Inside the 17-hour final day of Maine’s ranked-choice voting count
A printer jam. Spreadsheet issues. Mixed-up memory sticks. A two-hour warning that turned into a four-and-a-half hour wait. A livestream broadcast that stopped working just as it appeared election results were about to be announced.
Depending on who you ask, these were either minor hiccups that come with administering a complex and public ranked-choice voting tabulation and proof of the transparency of the process, or they were signs that the ranked-choice approach Maine has been using in some elections for nearly a decade is inescapably cumbersome and unworkable.
That process was on display last week as officials from the Maine secretary of state’s office sorted through primary election results from each of the state’s 487 municipalities and verified them in order to run a ranked-choice tabulation in races where no candidate immediately received more than 50 percent of the vote.
It’s a slow and methodical slog that starts with law enforcement going around the state to collect voting materials, then transporting them securely to the state capital for tabulation. Cities and towns that use digital ballot scanners send encrypted memory sticks with their results, and towns that still hand count their paper ballots send those to be scanned in Augusta.
The process that follows is deliberative by design, with secretary of state staff amassing the results from each municipality and then undergoing a series of checks to make sure what they have in their centralized system matches the numbers from the cities and towns. The staff conducts this work in a conference room that is open to the public and broadcast live on YouTube.

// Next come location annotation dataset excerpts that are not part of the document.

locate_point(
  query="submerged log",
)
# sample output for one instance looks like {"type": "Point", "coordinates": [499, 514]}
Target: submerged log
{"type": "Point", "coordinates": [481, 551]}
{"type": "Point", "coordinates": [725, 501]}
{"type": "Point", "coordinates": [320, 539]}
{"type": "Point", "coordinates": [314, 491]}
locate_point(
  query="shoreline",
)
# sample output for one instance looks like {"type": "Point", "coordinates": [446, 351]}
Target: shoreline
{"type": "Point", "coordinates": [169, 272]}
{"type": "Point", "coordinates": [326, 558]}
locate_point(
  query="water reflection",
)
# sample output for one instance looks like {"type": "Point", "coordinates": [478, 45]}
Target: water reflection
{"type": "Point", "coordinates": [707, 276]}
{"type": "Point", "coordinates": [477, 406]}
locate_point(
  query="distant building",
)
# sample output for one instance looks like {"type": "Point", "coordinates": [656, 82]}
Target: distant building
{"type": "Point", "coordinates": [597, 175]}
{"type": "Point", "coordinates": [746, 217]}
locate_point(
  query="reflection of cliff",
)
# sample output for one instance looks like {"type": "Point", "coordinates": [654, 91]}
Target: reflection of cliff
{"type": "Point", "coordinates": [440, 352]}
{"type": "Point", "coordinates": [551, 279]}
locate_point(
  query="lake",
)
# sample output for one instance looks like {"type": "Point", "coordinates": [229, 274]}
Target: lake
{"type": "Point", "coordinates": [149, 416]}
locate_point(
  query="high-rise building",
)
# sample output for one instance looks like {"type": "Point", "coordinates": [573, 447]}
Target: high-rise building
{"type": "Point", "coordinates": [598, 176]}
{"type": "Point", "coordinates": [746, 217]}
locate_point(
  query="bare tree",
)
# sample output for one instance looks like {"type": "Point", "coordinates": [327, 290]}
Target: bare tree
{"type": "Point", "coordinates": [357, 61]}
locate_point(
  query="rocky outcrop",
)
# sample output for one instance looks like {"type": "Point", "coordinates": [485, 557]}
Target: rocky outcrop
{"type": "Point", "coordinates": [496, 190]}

A small army of campaign staff, political party operatives, journalists and other members of the public descended on the Augusta conference room to observe the ranked-choice tabulation. That part of the process began with secretary of state staff opening and inputting results on Friday, June 12, three days after the June 9 primary election, and stretched until the early hours of Friday, June 19.
That timeline, finishing 10 days after Election Day, was similar to that of previous statewide counts in Maine since the onset of ranked-choice voting in 2018. But this particular tabulation was like none Maine had seen before.
One difference was the number of major primary races that needed a ranked-choice runoff this year. For the first time, Maine saw three different statewide or congressional races go to ranked-choice tabulation. The previous record was two races in 2018.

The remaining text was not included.